You wanna call it what?

Last night having dinner in Perpignon (a town not on tourist maps for a reason), we each had to list, of the places we have been so far, where we could live for 2 years.

Here are the lists

Zoe
  1. Florence
  2. Mürren
  3. Anacapri


Drew
  1. Wengen
  2. Anacapri
  3. Florence


Ree and Lozza
Bern
Florence
Ree - tba, Rome - Lozza


Yups, for both of us grown up types, Bern gets the nod. It's a cracker of a city. Beautiful, cultured, green, easy to get around, clean (very clean), close enough to get to other places quickly. A bit like the Vancouver of Europe?
It may say as much about us? It's not the most exciting city and nobody raves about the nightlife or the many attractions of Bern - they have the biggest clock face in Europe and a beautiful rosegarden / park overlooking the old town.


View from "The Rosegarden"



Running in the Rose Garden



A broom in the Rosegarden






The old city






We loved it (except for the bear enclosure - LD).
Bern, it turns out, is named after the first animal the guy who first settled there killed. A bear! Luckily he didn't step in cow poo or kill a hamster first or Switzerland's austere Capitol would have a whole different vibe.
To celebrate the bear killing / naming thing, there is a bear enclosure at the edge of the old city. It looks relatively new, with the old one - round, small, and awful, just behind. There are 4 bears in the enclosure who wonder around, have the odd swim and get watched by tourists.

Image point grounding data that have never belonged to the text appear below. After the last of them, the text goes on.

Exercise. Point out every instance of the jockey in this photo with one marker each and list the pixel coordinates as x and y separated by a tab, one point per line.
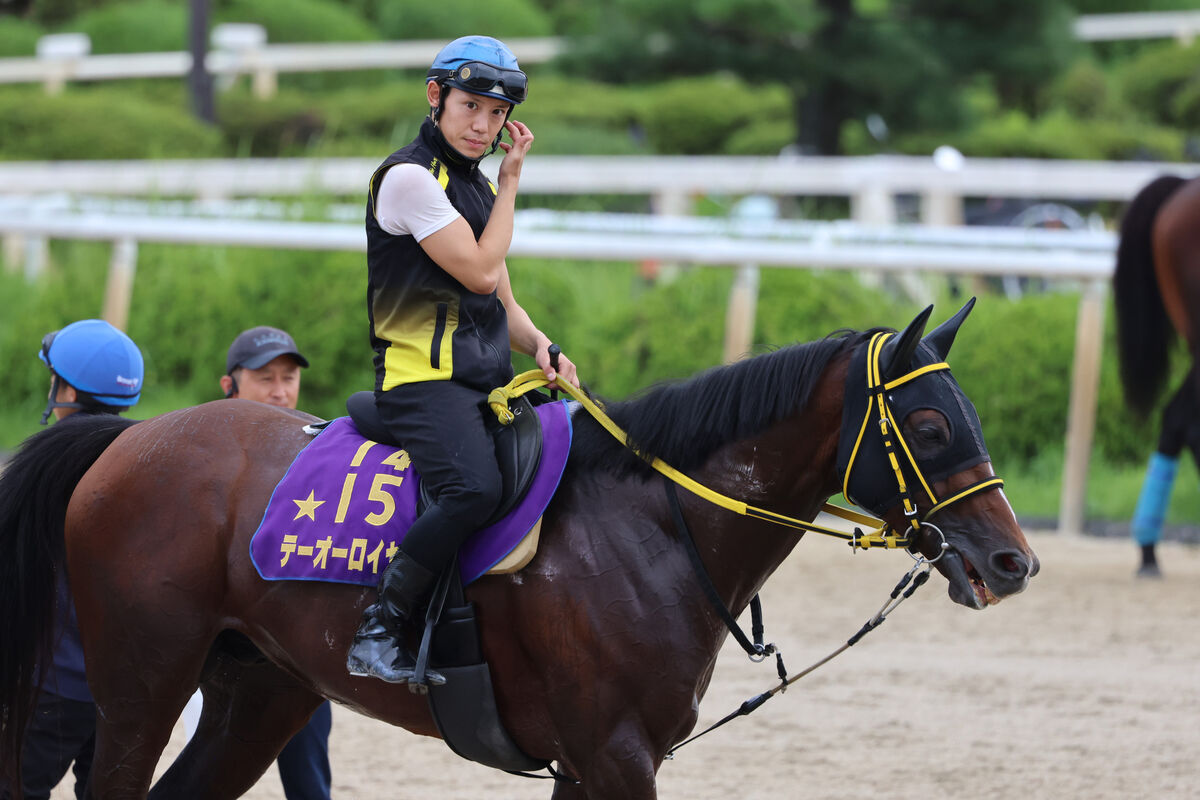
443	319
94	368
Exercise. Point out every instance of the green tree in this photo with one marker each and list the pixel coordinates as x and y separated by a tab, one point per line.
906	60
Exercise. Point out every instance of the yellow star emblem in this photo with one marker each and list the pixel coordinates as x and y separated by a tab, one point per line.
307	507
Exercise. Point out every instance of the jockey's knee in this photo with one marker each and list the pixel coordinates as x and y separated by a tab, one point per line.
475	498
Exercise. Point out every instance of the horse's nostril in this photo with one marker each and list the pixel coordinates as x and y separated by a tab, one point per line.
1009	564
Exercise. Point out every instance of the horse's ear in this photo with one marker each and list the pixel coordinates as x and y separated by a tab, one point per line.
942	337
899	350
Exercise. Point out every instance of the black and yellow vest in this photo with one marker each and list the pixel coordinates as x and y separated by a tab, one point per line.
425	325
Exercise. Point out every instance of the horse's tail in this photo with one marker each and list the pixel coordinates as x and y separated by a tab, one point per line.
35	488
1144	331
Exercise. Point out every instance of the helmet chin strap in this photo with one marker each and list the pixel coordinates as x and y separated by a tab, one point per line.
52	403
436	115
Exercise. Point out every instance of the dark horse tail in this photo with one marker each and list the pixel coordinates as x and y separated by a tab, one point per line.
35	488
1144	332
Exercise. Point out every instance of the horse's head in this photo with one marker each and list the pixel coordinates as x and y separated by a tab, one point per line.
912	452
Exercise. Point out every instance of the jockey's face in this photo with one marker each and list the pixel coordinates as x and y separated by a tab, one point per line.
276	383
469	122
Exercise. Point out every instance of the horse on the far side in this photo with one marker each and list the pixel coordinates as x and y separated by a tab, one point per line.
1157	296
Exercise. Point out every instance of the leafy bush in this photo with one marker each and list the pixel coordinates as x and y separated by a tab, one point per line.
293	124
1056	136
52	12
97	124
453	18
1083	90
1152	80
557	100
761	138
18	37
699	115
135	26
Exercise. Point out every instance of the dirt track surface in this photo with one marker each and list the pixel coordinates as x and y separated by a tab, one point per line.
1085	686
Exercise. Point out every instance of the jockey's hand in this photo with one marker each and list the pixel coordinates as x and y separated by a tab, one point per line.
565	368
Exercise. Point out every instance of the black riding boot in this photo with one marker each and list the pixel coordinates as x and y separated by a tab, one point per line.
378	649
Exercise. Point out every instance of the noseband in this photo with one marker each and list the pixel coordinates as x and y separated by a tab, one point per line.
899	453
879	533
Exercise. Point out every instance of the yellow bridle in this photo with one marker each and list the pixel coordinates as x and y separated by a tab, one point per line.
877	534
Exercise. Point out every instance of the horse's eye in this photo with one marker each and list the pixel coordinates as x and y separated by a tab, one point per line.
931	434
928	432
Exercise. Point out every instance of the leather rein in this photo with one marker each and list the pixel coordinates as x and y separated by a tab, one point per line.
879	533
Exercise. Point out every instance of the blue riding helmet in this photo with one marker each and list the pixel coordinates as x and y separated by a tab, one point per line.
480	65
97	360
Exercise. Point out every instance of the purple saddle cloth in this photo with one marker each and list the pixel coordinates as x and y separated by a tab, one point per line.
346	504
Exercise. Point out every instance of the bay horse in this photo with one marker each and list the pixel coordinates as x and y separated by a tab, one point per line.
1157	298
600	648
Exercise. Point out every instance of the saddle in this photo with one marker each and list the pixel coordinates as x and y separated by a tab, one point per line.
517	446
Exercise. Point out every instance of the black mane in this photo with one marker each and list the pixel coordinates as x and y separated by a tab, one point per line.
683	422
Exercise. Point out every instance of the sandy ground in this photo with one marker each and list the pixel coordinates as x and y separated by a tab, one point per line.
1085	686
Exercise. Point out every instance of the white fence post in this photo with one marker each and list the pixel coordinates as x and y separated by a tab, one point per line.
874	205
245	46
1085	383
119	289
13	247
739	317
63	53
37	253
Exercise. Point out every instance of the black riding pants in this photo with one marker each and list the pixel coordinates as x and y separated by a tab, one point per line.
61	732
442	426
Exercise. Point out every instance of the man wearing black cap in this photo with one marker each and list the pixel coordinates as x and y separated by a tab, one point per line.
264	365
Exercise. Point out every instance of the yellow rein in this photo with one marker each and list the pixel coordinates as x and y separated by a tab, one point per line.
876	536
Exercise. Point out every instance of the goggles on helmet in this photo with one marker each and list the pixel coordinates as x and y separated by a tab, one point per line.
480	78
47	341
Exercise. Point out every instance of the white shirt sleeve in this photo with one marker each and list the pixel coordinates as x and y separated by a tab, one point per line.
412	202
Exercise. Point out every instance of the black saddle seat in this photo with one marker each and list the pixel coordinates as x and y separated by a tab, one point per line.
517	446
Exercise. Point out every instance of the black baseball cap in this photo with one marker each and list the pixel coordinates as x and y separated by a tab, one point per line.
258	346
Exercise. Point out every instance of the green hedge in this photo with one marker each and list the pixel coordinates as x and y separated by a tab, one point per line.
1012	358
97	124
137	26
18	37
448	19
1013	134
1152	82
299	20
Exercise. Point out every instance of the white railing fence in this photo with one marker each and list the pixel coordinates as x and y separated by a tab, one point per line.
871	182
241	49
238	50
1084	257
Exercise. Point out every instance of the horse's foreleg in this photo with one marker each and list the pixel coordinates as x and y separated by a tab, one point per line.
622	768
250	714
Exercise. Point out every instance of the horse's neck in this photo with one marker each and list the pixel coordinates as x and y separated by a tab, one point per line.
790	469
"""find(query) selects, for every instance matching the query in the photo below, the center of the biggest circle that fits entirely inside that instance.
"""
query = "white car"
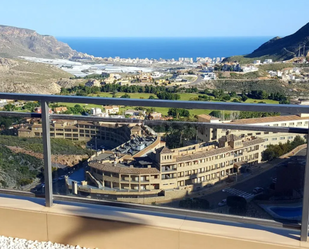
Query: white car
(222, 203)
(258, 190)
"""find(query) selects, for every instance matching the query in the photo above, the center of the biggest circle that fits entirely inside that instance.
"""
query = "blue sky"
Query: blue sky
(156, 18)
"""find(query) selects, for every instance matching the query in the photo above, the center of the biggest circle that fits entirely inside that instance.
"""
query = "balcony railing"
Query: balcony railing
(46, 117)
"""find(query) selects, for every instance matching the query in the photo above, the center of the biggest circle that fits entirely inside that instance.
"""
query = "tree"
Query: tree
(216, 114)
(244, 97)
(125, 96)
(9, 107)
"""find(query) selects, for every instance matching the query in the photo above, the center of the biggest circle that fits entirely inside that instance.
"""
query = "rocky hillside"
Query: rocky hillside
(22, 76)
(25, 42)
(285, 48)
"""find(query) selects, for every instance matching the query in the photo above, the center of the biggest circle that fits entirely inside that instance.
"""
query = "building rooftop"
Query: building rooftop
(122, 169)
(269, 119)
(164, 150)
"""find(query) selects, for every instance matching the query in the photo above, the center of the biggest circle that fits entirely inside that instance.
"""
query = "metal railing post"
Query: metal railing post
(47, 154)
(305, 214)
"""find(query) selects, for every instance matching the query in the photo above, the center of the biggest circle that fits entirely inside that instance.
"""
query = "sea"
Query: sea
(165, 48)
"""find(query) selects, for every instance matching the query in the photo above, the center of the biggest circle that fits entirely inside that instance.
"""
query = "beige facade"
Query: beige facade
(207, 134)
(192, 166)
(84, 131)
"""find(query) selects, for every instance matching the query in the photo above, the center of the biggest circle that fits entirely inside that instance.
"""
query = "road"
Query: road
(261, 180)
(197, 81)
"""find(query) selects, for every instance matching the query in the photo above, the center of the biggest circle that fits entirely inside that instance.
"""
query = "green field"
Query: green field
(183, 96)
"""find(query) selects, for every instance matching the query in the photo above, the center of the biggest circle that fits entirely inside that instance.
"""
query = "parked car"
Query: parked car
(274, 180)
(258, 190)
(222, 203)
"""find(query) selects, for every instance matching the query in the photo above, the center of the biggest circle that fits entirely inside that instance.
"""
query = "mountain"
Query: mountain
(285, 48)
(25, 42)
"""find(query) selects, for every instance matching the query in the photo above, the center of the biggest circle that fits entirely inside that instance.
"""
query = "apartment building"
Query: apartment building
(84, 131)
(165, 169)
(207, 134)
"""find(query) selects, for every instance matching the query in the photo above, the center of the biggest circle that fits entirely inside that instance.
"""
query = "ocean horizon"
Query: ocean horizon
(164, 47)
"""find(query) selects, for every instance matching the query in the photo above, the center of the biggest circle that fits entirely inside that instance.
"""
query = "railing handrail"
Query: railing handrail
(45, 99)
(160, 103)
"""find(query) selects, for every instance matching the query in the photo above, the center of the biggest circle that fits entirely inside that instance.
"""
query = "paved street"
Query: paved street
(262, 180)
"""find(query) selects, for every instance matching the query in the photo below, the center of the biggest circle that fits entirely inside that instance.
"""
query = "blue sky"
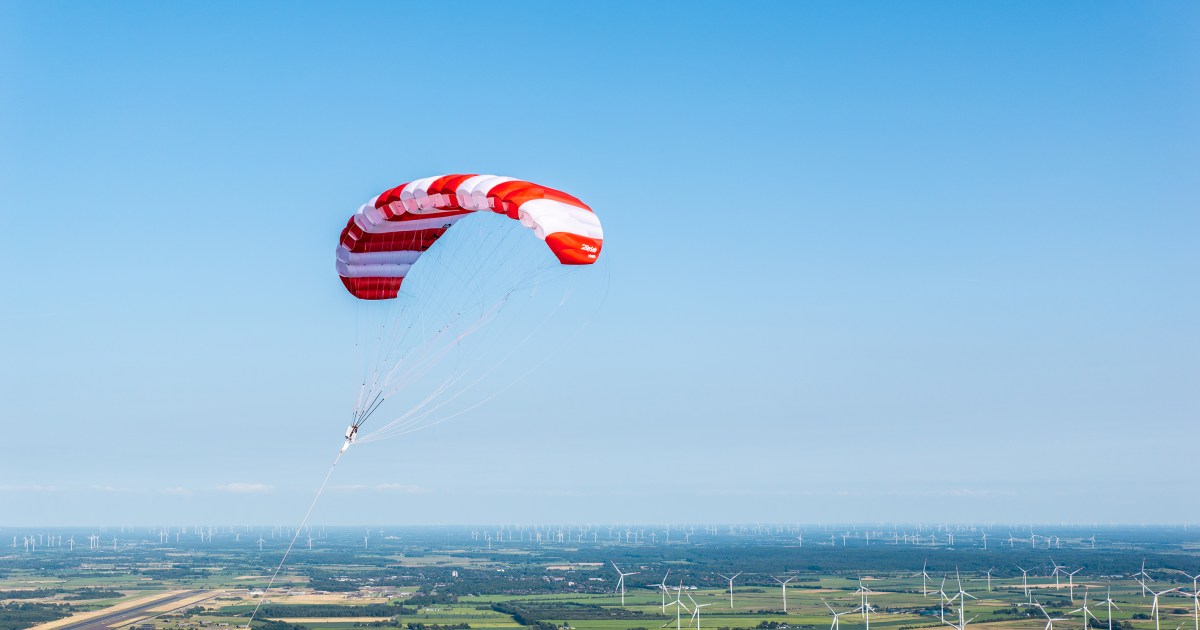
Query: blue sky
(871, 261)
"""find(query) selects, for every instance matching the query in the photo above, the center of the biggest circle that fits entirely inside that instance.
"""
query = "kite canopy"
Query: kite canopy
(385, 238)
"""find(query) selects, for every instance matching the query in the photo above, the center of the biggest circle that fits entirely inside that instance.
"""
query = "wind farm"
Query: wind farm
(598, 577)
(600, 316)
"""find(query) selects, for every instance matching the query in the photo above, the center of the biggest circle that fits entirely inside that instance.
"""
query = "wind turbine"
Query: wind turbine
(679, 605)
(963, 599)
(1057, 570)
(1085, 610)
(621, 582)
(1153, 607)
(1143, 574)
(924, 576)
(863, 604)
(1050, 621)
(942, 599)
(1071, 576)
(1025, 583)
(837, 615)
(1111, 605)
(1195, 599)
(731, 587)
(867, 612)
(695, 610)
(663, 585)
(784, 585)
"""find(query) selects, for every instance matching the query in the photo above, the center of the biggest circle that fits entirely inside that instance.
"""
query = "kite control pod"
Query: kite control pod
(351, 431)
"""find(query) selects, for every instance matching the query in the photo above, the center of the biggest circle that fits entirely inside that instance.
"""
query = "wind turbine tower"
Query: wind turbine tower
(621, 581)
(731, 587)
(783, 583)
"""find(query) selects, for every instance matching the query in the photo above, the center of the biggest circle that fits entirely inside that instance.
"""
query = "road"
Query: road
(124, 615)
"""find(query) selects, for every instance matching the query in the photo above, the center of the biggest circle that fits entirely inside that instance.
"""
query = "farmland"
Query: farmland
(508, 576)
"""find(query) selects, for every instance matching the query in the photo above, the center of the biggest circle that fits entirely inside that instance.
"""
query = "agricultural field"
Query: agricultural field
(604, 579)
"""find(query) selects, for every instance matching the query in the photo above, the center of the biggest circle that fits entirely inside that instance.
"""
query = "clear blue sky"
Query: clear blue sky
(870, 261)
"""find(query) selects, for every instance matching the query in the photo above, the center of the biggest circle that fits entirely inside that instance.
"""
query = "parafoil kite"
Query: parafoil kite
(385, 238)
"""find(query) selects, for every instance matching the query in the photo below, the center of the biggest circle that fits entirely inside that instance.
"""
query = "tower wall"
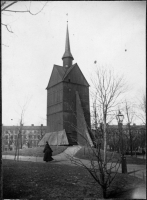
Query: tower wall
(55, 108)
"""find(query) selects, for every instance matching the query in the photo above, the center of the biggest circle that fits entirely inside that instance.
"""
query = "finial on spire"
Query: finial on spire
(67, 17)
(67, 57)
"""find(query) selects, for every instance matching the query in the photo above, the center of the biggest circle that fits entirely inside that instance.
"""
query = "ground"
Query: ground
(84, 153)
(31, 180)
(36, 151)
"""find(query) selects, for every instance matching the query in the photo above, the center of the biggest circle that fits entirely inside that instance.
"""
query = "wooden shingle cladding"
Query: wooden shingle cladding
(61, 99)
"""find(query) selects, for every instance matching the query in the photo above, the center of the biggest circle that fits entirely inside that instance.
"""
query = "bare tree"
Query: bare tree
(102, 174)
(130, 114)
(142, 109)
(108, 88)
(19, 130)
(8, 7)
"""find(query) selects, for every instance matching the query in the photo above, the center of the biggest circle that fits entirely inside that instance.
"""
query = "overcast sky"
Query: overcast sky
(112, 33)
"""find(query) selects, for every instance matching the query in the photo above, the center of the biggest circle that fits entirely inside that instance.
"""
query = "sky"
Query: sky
(110, 32)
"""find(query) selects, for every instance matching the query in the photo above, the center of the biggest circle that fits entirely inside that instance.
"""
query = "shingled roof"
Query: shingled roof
(59, 74)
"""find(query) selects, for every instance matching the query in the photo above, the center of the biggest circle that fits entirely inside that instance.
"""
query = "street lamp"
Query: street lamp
(120, 118)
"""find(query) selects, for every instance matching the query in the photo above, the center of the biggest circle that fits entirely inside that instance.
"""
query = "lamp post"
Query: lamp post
(120, 118)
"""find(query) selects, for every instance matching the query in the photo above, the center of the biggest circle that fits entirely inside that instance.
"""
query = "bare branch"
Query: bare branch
(6, 25)
(4, 8)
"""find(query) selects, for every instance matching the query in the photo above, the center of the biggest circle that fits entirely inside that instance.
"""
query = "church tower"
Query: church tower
(68, 106)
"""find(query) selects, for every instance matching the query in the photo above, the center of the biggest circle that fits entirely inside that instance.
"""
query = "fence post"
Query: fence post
(143, 175)
(134, 172)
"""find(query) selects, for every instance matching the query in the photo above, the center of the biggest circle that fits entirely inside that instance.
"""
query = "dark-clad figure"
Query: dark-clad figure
(47, 153)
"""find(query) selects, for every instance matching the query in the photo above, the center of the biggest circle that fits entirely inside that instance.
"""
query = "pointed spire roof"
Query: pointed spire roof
(67, 53)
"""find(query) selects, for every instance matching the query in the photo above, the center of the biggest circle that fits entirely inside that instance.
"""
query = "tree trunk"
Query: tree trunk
(104, 192)
(105, 141)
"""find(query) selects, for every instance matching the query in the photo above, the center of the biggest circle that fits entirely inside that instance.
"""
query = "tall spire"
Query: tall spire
(67, 57)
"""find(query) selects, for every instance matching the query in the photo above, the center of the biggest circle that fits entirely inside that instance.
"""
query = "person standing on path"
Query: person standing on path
(47, 153)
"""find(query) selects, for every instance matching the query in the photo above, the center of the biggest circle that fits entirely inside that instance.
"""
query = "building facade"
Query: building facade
(67, 87)
(26, 136)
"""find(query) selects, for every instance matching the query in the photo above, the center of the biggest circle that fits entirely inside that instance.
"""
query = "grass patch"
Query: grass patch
(29, 180)
(87, 153)
(36, 151)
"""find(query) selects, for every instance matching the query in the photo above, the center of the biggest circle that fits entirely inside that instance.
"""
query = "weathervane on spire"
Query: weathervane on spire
(67, 17)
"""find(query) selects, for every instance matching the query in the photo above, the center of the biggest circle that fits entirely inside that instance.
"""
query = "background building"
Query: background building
(29, 136)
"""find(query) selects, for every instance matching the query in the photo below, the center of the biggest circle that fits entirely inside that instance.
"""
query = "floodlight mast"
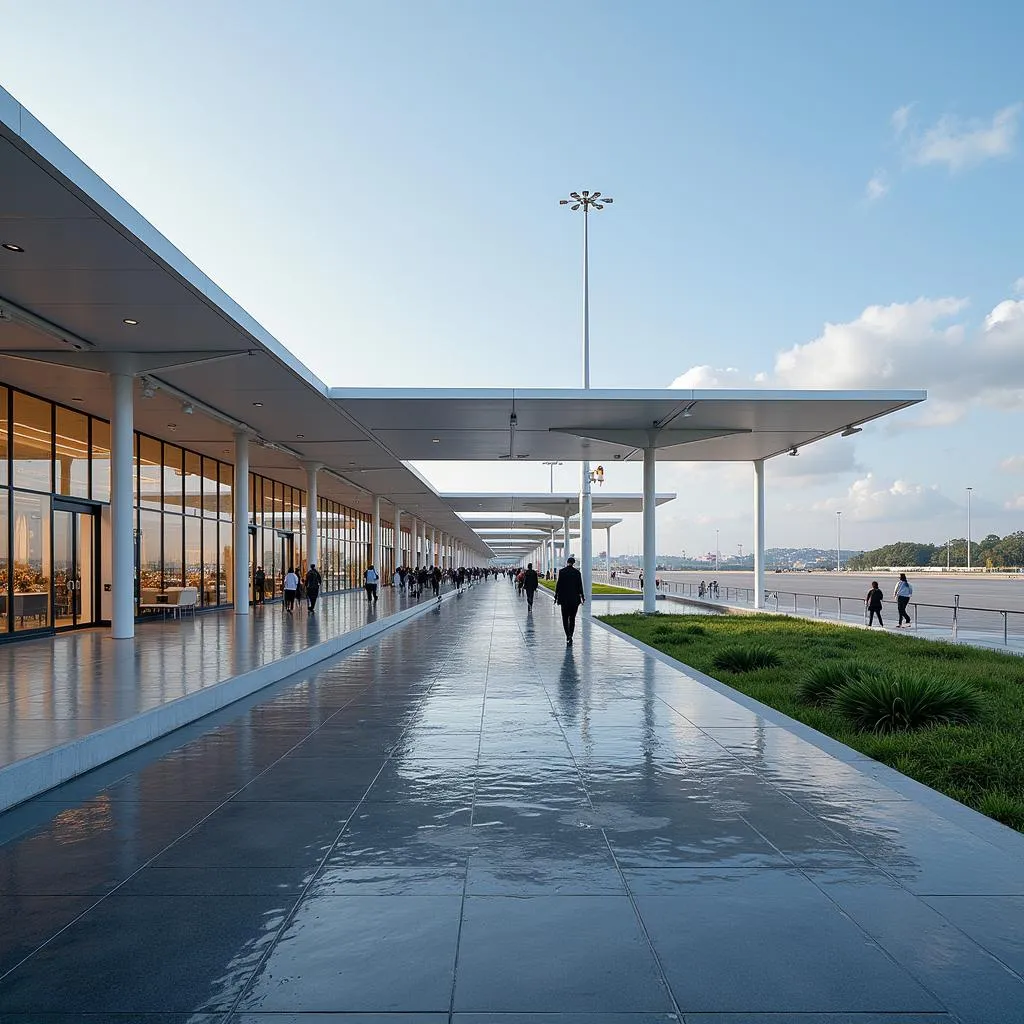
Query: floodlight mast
(586, 201)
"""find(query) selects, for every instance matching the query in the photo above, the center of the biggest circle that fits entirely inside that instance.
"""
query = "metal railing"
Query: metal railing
(991, 623)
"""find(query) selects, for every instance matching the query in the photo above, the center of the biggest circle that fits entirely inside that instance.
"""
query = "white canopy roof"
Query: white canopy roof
(606, 426)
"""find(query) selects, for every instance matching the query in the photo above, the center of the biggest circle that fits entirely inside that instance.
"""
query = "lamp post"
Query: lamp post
(552, 480)
(969, 489)
(586, 201)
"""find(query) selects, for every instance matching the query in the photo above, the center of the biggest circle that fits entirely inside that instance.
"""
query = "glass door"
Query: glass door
(75, 567)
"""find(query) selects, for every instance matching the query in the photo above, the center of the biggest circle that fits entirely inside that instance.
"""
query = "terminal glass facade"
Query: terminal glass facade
(54, 521)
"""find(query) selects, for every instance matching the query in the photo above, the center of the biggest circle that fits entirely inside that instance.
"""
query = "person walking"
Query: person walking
(902, 594)
(291, 589)
(568, 596)
(370, 582)
(313, 583)
(530, 582)
(873, 602)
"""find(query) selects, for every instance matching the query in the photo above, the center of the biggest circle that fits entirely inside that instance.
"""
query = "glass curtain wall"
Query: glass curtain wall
(183, 509)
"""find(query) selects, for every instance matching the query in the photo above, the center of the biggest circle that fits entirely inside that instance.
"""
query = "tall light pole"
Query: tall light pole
(839, 545)
(552, 480)
(586, 201)
(969, 489)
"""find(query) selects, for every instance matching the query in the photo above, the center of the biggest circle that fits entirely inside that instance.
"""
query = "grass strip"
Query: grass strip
(980, 764)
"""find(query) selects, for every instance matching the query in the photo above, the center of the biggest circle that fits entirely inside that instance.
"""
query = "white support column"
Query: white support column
(312, 514)
(122, 507)
(759, 532)
(586, 538)
(241, 512)
(649, 538)
(376, 551)
(397, 538)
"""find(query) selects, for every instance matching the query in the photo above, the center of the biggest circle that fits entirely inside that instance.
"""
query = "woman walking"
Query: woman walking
(902, 594)
(291, 589)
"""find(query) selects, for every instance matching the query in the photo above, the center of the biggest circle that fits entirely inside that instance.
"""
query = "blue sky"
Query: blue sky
(378, 184)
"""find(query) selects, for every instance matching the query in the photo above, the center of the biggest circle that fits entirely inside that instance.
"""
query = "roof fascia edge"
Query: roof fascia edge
(43, 147)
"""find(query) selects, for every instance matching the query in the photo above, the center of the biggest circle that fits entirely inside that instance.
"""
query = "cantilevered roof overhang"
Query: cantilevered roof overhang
(559, 504)
(541, 425)
(89, 262)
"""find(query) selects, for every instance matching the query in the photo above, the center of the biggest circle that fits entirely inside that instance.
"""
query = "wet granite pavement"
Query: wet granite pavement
(465, 821)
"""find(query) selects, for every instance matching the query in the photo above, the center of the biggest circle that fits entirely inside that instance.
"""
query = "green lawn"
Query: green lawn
(980, 764)
(596, 589)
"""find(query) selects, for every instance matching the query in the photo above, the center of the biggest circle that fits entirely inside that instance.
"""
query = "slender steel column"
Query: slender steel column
(649, 539)
(241, 512)
(759, 532)
(122, 507)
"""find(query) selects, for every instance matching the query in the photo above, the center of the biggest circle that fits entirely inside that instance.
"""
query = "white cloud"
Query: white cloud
(870, 500)
(900, 119)
(828, 458)
(926, 343)
(961, 143)
(876, 187)
(708, 376)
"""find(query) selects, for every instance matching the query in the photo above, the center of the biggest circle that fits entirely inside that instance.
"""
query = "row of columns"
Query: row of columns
(443, 549)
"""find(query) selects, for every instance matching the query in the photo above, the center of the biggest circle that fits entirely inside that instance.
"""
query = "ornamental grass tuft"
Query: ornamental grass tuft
(747, 658)
(822, 681)
(898, 701)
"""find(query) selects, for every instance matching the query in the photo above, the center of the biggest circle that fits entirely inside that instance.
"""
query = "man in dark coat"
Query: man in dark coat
(568, 596)
(873, 602)
(529, 584)
(313, 583)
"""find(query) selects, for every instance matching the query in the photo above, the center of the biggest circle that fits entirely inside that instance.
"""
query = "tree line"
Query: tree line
(990, 552)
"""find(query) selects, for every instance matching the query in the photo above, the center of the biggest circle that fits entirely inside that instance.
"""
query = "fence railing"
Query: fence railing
(990, 622)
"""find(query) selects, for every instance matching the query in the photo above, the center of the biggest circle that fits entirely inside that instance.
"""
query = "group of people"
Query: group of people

I have a bit of a thing for bears. They aren't really thought of as great predators (these brown bears are omnivores), but the grizzly for example, can run 40 km/hr, climb a tree, swim, smell you from miles away and slice you with sir immense claws. The colosseum Roma's gave up trying to get bears and big cats to fight as the bears would just grab the big cats and crush them.
It makes me sad to see them stuck in cages, even Eco friendly cages are cages aren't they? These bears are usually solitary creatures who roam over hundreds of kms, now there are four in a space no more than a square km
Interestingly, they don't tend to get viruses or bacterial illnesses but do get parasites. The reason that most of them die is what the sign on the enclosure called "environmentally induced arthrosis". In other words, their joints begin to seize up from lack of use in their pathetically small space.


Zoe playing chess with a German boy from Frankfurt



Bern also has some interestingly named shops











And some cool street art












Glad we visited and congrats on becoming a city we could easily live in. Did I mention a coffee costs 8 Franks at Starbucks (frank = AUD).